Mary Rogers Williams

Author and editor Caroline Sloat alerted me to this announcement of the Sarton Women's Book Award for 2019. Thank you, Caroline! And congratulations to Eve M. Kahn.

 

I must admit that although I ought to have known about Mary Rogers Williams (an almost exact contemporary of my Jeanette), I didn't. Luckily, in these self-isolating days when bookstores and libraries are closed, we can all get a foretaste of Forever Seeing New Beauties from excerpts with illustrations available on line. One is on why Williams matters Another is on her European trip of 1891.

 


 
Williams had a moderately successful career as an artist and teacher at Smith College. She experimented in her art. She enjoyed travel and sports. She had a good, if all too short, life. And then she was forgotten.
 
Besides being a reminder that there are probably all sorts of writers and artists whose work would delight us if only we knew about them, Williams is also a reminder that there are circles reaching out from the star practitioners of any field.
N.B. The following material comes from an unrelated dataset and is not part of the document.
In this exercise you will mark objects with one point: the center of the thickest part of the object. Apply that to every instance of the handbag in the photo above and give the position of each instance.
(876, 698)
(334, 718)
Not every cellist can play like Yo-Yo Ma; but Yo-Yo Ma could not be at the top of his profession if there were not other soloists around him, other cellists in major orchestras, in minor orchestras, in purely amateur string quartets, in teaching studios, at home in the back room. As artists, we don't always know to which circle we should be assigned. It's silly to think that finishing a short story and posting it on a free platform makes you the equal of Alice Munro. But it's equally silly not to be pleased by what is good in your work, to know what satisfies you, to heed what prompts you to keep writing or painting or exploring music. Yes, fame and fortune are good. Yes, artists really do need to be paid for their work if they are going to survive professionally. But yes also: art very is much its own reward.